Cet été, notre chroniqueur-philo Simon Brunfaut compose son abécédaire subjectif et décalé du « lifestyle ». Tous les jeudis, à partir d’une lettre de l’alphabet choisie au hasard, un mot de la galaxie art de vivre est décrypté.
L comme Look
Lorsque vous fixez le mot « look », son aspect ne peut manquer de vous surprendre. Les deux voyelles du milieu ressemblent à de grands yeux qui vous regardent du fin fond de l’infini : vous êtes pris de vertige. Comme ce qu’il désigne, le terme look étonne par son aspect hallucinant. On a souvent noté, à raison, que le look concerne peu l’antilope des savanes et la salière des milieux de table. En revanche, la question du look intervient souvent au moment où le corps humain, ayant procédé à ses ablutions matinales, se sèche doucement, tout en cherchant de façon hésitante un vêtement approprié. A ce moment précis, il tombe nez à nez avec un miroir et se met à trembler, maudissant le pouvoir du reflet tout en invoquant les divinités de la pupille et de l’iris.
Toutefois, peut-on définir l’homme sur base d’un simple coup d’oeil ? Non, selon les moines de la Grande Chartreuse, qui s’en moquent bien d’ailleurs (du look). Mais ils ont bien tort, car justement la grande caractéristique du look consiste à tout intégrer, y compris l’austérité monacale, en n’hésitant pas à la marier par exemple avec un look « glam », « goth » ou carrément « rock ». En toutes circonstances, le look s’amuse de la distinction entre le paraître et l’être.
Par principe, le look consiste en un assemblage très étudié de vêtements, pas toujours chic, qui obéit à une constante savamment débridée. A la manière d’un chien qui aboie ou d’un enfant qui pleure, le look se fait remarquer. Un look qui ne se distinguerait pas n’existerait tout simplement pas. C’est pourquoi le look se plait à surligner tel un coloriage furieux. Le look irradie et cristallise des moments de grâce pure, des intensités triomphantes et idylliques. En ce sens, le look est à tout moment souverain : il est total ou n’est pas. Il affirme brillamment sa puissance sans rien soutenir en particulier. Autrement dit, il insiste; il revient sans cesse à la charge et s’annonce sans relâche comme une utopie frénétique.
Cependant, le look indique également sa propre disparition : il s’efface au moment où il s’expose, voyage entre les regards qu’il accroche rapidement et perd aussitôt. Aussi ne peut-on l’approcher qu’à distance et le laisser filer comme une étoile. En vérité, le look n’appartient pas à la réalité ; il n’entre pas en négociation avec elle puisqu’il cherche à la soumettre entièrement à son propre éclat.
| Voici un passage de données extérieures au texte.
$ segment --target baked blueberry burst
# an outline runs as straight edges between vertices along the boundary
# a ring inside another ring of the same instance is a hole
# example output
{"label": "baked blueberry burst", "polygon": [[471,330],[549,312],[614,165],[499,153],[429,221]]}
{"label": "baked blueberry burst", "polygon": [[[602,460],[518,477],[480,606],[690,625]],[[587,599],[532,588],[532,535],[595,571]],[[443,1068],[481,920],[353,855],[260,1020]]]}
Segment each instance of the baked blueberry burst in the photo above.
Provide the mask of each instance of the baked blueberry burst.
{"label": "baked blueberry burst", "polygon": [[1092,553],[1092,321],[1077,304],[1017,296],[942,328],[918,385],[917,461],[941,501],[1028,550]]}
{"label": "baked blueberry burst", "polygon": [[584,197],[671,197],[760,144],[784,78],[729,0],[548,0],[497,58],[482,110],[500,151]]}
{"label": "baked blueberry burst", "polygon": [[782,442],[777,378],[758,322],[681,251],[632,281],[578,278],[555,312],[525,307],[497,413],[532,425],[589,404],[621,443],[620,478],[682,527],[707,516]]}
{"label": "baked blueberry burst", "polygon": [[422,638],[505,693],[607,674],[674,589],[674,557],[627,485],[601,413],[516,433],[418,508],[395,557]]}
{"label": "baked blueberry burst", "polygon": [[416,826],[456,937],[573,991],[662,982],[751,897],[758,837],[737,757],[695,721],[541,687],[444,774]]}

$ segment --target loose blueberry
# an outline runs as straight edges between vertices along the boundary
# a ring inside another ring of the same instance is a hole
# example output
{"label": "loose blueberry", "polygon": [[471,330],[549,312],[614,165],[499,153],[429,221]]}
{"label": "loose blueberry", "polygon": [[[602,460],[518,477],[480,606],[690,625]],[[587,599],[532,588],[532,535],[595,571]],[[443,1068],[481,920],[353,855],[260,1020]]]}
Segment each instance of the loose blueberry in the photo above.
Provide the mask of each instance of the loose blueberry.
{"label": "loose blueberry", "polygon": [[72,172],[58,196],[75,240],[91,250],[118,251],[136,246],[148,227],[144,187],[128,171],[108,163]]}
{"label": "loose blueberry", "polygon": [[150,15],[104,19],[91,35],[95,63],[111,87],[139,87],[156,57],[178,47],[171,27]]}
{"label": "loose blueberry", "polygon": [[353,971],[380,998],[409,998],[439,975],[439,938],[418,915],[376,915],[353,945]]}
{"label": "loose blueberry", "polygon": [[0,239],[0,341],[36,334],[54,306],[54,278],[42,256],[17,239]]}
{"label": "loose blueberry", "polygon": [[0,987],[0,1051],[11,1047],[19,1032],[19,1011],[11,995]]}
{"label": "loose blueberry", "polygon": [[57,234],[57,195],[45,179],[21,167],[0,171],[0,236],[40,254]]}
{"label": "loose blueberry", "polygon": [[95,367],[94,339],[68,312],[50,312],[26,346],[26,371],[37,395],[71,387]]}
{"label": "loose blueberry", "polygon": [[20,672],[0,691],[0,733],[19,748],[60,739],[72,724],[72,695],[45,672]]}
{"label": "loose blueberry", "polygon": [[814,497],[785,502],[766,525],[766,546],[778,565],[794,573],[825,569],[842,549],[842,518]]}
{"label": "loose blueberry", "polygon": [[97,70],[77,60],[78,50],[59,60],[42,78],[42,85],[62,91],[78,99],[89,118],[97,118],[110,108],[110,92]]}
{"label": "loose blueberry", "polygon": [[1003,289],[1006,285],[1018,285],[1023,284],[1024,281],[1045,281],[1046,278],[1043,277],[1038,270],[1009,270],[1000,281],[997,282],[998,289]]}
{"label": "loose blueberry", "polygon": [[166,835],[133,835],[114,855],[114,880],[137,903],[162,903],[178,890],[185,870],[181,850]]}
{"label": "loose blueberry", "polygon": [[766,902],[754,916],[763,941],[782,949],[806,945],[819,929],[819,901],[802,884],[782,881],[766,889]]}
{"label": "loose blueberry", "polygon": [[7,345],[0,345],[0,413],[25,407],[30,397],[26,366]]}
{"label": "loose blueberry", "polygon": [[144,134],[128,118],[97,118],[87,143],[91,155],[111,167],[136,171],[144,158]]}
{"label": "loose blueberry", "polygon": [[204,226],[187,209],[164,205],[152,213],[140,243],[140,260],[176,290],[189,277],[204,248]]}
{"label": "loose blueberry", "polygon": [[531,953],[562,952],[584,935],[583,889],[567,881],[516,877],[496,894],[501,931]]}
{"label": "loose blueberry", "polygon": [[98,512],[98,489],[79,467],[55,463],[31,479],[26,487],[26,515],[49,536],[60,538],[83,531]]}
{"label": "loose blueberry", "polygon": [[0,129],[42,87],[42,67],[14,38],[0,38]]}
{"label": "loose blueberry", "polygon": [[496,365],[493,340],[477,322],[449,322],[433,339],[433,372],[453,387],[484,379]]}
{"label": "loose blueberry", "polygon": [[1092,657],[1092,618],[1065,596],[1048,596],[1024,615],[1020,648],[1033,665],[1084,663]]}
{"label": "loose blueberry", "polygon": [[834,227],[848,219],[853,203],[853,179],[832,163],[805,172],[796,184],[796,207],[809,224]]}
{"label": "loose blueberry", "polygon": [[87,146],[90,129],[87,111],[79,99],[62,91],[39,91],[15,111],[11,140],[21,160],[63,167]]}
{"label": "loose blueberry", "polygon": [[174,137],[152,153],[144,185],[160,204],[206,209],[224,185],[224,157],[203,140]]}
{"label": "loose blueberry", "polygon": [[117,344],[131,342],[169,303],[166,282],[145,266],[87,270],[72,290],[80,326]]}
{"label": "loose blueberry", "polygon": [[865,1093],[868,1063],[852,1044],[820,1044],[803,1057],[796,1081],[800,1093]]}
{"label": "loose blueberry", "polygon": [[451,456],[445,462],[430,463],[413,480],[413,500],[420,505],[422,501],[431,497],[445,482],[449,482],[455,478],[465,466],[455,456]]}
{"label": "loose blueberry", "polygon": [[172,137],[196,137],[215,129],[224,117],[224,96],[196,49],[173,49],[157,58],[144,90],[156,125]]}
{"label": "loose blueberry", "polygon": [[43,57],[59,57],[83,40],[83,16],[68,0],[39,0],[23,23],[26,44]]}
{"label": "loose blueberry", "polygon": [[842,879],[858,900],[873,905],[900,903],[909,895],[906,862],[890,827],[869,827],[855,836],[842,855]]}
Ainsi le look est-il un combat perpétuel : avec lui-même tout d’abord, ensuite avec le visible, auquel il apporte une correction aussi soudaine qu’éphémère.
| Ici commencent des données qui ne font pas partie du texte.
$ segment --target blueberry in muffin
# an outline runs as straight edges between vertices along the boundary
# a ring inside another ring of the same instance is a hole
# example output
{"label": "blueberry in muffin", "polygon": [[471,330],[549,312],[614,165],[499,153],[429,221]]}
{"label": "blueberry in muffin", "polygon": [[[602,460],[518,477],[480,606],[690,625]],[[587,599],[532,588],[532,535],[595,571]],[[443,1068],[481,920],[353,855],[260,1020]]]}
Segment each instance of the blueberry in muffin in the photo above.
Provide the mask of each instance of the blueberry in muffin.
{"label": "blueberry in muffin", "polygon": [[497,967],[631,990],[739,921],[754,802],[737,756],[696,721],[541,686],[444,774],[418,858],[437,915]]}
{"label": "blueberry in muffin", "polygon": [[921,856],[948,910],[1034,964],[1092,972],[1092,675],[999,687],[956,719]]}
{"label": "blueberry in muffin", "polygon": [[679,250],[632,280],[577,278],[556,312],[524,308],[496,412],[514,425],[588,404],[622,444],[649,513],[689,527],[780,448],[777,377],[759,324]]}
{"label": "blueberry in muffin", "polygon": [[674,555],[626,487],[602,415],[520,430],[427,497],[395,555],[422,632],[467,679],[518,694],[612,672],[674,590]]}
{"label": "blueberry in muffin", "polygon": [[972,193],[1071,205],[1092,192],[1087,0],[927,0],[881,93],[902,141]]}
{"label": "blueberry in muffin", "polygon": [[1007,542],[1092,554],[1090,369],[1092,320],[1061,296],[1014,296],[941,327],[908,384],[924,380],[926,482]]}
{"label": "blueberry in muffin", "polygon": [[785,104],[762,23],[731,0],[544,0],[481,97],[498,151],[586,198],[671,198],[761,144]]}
On aurait tort de croire que le look désigne le beau. Il appelle simplement le regard, le presse ou l’oppresse, sans rien lui promettre. Très souvent, il crie; il hurle son excentricité, tout en cherchant la perfection dans la stupéfaction qu’il intime. Hélas, le look pense trop — et il oublie parfois de se tromper. Il veut être une présence pure, un concentré de temps offert au sein d’une multitude de détails.Lorsqu’il semble mourir, c’est alors qu’il renait. Laissant peu de place au mystère en définitive, il incarne toujours une espèce d’énormité provocante au sein même de sa propre légèreté.
Avoir le look, est-ce être soi-même ? Qu’importe, il suffit de le croire, puisque le look relève entièrement de l’ordre de la croyance. Animé de pouvoirs surnaturels, il arrive également que le look « tue ». Tantôt il élève l’existence, tantôt il l’abaisse. C’est là sa grande injustice : le look ne se partage pas, tout au plus peut-il s’imiter.